It has become an article of faith on the left that the 1999 Gramm-Leach-Bliley Act is to blame for the current crisis on Wall Street. Typical of the herd, George Polk Award winner Josh Marshall writes at Talking Points Memo:

Let me get this straight. John McCain’s top economic advisor, former Sen. Phil Gramm, is the guy who authored the deregulation law that most agree is the ultimate cause of today’s financial meltdown.

Click through if you wish, but do not expect any evidence to support the claim that “most agree” with Marshall, and do not expect any explanation as to why Gramm-Leach-Bliley is “the ultimate cause of today’s financial meltdown.” Marshall is only pushing the claim to hurt John McCain via Phil Gramm (fair enough during campaign season), but he is killing truth in the process.

First of all, Gramm-Leach-Bliley is hardly the momentus event the left makes it out to be. The 1933 Glass-Steagal Act that prohibited commercial banks from owning investment banks, and vice versa, had been steadily weakened since the 70s by an increasingly diverse and complex new financial reality.

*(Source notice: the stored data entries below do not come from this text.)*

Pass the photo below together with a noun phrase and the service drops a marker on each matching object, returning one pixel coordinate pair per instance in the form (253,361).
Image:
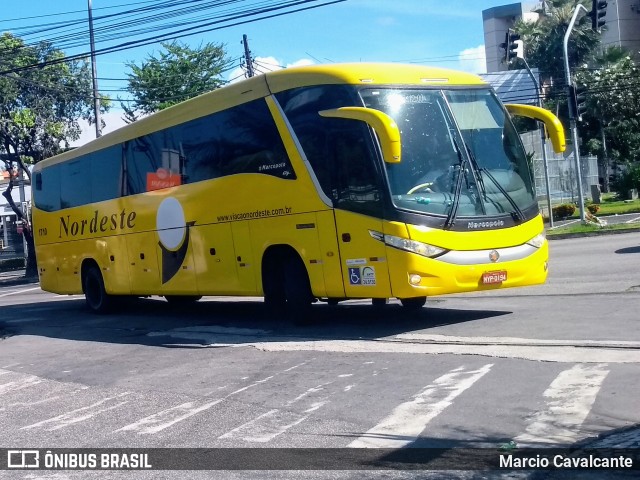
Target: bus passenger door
(245,266)
(215,259)
(144,272)
(364,265)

Waivers from regulators for merger became routine and the 1998 merger between Travelers and Citigroup functionally repealed the law. Gramm-Leach-Bliley only put a de jure stamp of approval on a de facto regulatory framework.

Second, the left has simply offered no explanation as to how the merging of commercial and investment banks caused the current crisis. In fact, the evidence so far shows that Gramm-Leach-Bliley has helped soften the blow to taxpayers by allowing commercial banks to take over trouble investment firms. Just look at which organization’s have failed:

  • Bear Stearns was an investment bank before it was sold to JP Morgan Chase (which includes a commercial bank).
  • Fannie Mae were Freddie Mac were government sponsored entities before the government bought them.
  • Lehman Brothers was an investment bank before it want bankrupt.
  • Merrill Lynch was an investment bank befor it was sold to Bank of America (which is a commercial bank).
  • AIG is an insurance company with no commercial banking division.

Remember, Glass-Steagal was passed to protect commercial banks from failure by forbidding them from investment bank practices like trading in securities and underwriting stocks and bonds. As you can see above non of the failed institutions are commercial banks that got in trouble through risky investment banking. Instead, it is the commercial banks that are providing some stability to the system by purchasing troubled investment banks. Without Gramm-Leach-Bliley they would not even be allowed to technically do this.

It is unfortunate that this crisis had to come along at the height of the silly season. On their more lucid days, people on the left like Josh Marshall do have a better respect for the truth than to push the utter falsehood that Graham-Leach-Bliley caused the mortgage meltdown. Hopefully after the election, no matter who wins, we can return to a civil, fact-based debate on how best to regulate financial markets.

Meagan McArdle and  Tyler Cowen have similar thoughts.